Safe to use += operator to create a new std::map entry using []?

Question

Let's say I have a std::map<int, int> , would it be safe to do this?

std::map<int, int> m_map;
m_map[0] += 1;

If the key 0 didn't exist in the map when I do this, how would it know what value to add 1 to?

What I'm hoping is that std::map handles this by performing an = instead of += in the case where the value creates a new entry in the map. This would spare me from having to do:

std::map<int, int>::iterator it = m_map.find(0);
if(it != m_map.end()) {
    it->second += 1;
}
else {
    m_map[0] = 1;
}

Answer 1

An element inserted into a map on invoke of operator[] due to a previously-unmapped key is value-initialized . If you've not seen that syntax, consider the special meaning the () has in the following code snippet. The parens are important. They introduce an different trip down the initialization tree than default-initialization . Both are important; both are laid out by the language standard.

int i = int();

As it turns out, value initialization for scalars (including pointers) eventually succumbs to zero-initialization . Though odd looking, the prior snippet value-initializes an instance of int , which becomes zero-initialization since int is a scalar, then copies it to i . (To be fair, there will almost certainly be some eliding, but the fundamentals are as-presented).
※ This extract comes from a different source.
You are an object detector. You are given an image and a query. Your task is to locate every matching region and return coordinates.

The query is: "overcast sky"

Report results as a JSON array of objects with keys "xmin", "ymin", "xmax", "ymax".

Regardless, due to that feature, you can rest assured when you do this:

m_map[0] += 1;

or even this:

++m_map[0];

if the index wasn't mapped prior, a value-initialized element is added, which will zero-initialize for scalars, which means you'll officially starting out with zero .

It is worth mentioning that a similar activity happens for any type with an implicitly declared constructor. Whether trivial or not, something interesting happens.

struct S { int a; int b; };
std::map<int, S> mymap;

++mymap[0].a;

Is the a member mapped to 0 in our container reliably 1 after the above executes? Yes , it is. Further, consider this:

struct S { int a; std::string str; };
std::map<int, S> mymap;

++mymap[0].a;

Now S has a non-trivial implicit constructor (it has to, as it must construct str ). But is the a member mapped to 0 in our container still reliably zero-initialized (and therefore 1 after the above line)? Yes , it is.

If curious about the referenced different paths of initialization, see this question and answer . Or review the C++11 standard, particularly C++11 § 8.5 Initializers, (p5,p7,p10) . It is worth the read.

Answer 2

It's guaranteed that you'll get 1 even with the shorter snippet.

The key is that operator[] has to create the element in the map before returning a reference to it, so by the time you got to += the element already exists, and, if it had to be created now, with value zero (since elements of a map are value-initialized).

(incidentally, this is the reason why, when you use an std::map with a class type as value, it has to have a default constructor if you want to use operator[] , even if you assign an object to it immediately)

Answer 3

Yes this is fine, new entries default to value value_type() which is 0 for int .

It still does += , but 0 += 1 gives 1 .

Answer 4

Map is lazily initialize with default constructor.(zero for all int)

So it 0 didn't exist in map, it would be initialized to contain value 0 and 1 would be added after += 1 .

So you can use upper version of code without any worries.

Quoting Effect of calling map_obj[k] from cplusplus.com

If k matches the key of an element in the container, the function returns a reference to its mapped value.

If k does not match the key of any element in the container, the function inserts a new element with that key and returns a reference to its mapped value. Notice that this always increases the container size by one, even if no mapped value is assigned to the element (the element is constructed using its default constructor).